By Admin | July 15, 2003

Senior suburbia is mercilessly skewered in the wickedly funny, though ultimately trifling short film “Payback”. Jack Wallace is pitch perfect as Harold Gablonski, a world-weary senior with a permanent frown. The bane of Harold’s existence is two-fold: his nagging, whiny wife Grace Marie (Lynda Lenet) and his larcenous, busy-body neighbor Mrs. Rossi (Faith Christopher). This fearsome duo torments poor Harold on a daily basis, bringing him to the point of meltdown. One more tirade against the supermarket bagger from his wife or one more missing gardening tool courtesy of Mrs. Rossi and Harold will likely explode. Actually, Harold’s breakdown is more of an implosion than an explosion when both catalytic events happen in the same day. In an act of either utter contempt with life or else a cruel joke on his wife “Harold and Maude”-style (I’m not quite sure which), Harold hangs himself in the hallway. His wife finds him and immediately passes out. Hearing Mrs. Gablonski’s screams, Mrs. Rossi waddles over to their house and taking them both for dead, proceeds to help herself to the Gablonski’s valuables. At that moment Harold wakes up (he too had passed out, from asphyxiation) and literally scares Mrs. Rossi to death (in Harold’s defense, she did have a heart condition). The next morning, the Gablonskis are stirred by the sounds of the police knocking at their door…
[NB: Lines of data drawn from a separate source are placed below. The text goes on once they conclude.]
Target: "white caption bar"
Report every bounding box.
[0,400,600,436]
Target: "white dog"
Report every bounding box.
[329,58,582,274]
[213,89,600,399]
So did the events of the previous night actually happen or was it all just a wonderfully satisfying dream (at least in Harold’s mind)? I won’t tell, but I will say that “Payback” concludes with a truly creepy and ironic denouement. You see, Mrs. Gablonski also has a bad heart, so let’s just say that things around the Gablonski house will be much different from now on.
Troy Romeo, the film’s writer/director/producer, exhibits a cheerfully wicked sense of humor and a sharply satiric flair. His characters are intentionally drawn as caricatures, yet somehow they seem all too real. We’ve all lived next-door to, or at least known of Mrs. Rossi’s in our lives. And we’ve all heard our fathers or uncles or friends get their ‘boots busted’ by the Grace Marie Gablonskis of the world. Thus, we feel every ounce of Harold’s suffering in every craggly wrinkle of actor Jack Wallace’s biblically exhausted kisser. The actor is superb in the role, as are the two actresses playing his nemeses. While I liked the film enough, I just didn’t think it amounted to much in the end. Perhaps it’s more a function of the medium, that being the comedic short film, than the actual film itself. Comedic short films are often built around a single joke, one that you either get or you don’t. And forget about true characterization in a 16 min short. Romeo’s joke is a fairly good one, but I would be really interested to see what he could do with a full-length feature. For even with mere minutes to work with, his storytelling reminded me of an unpolished Wes Anderson or an Alexander Payne. Especially Payne, since clearly his Warren R. Schmidt and Romeo’s Harold Gablonski are similar souls.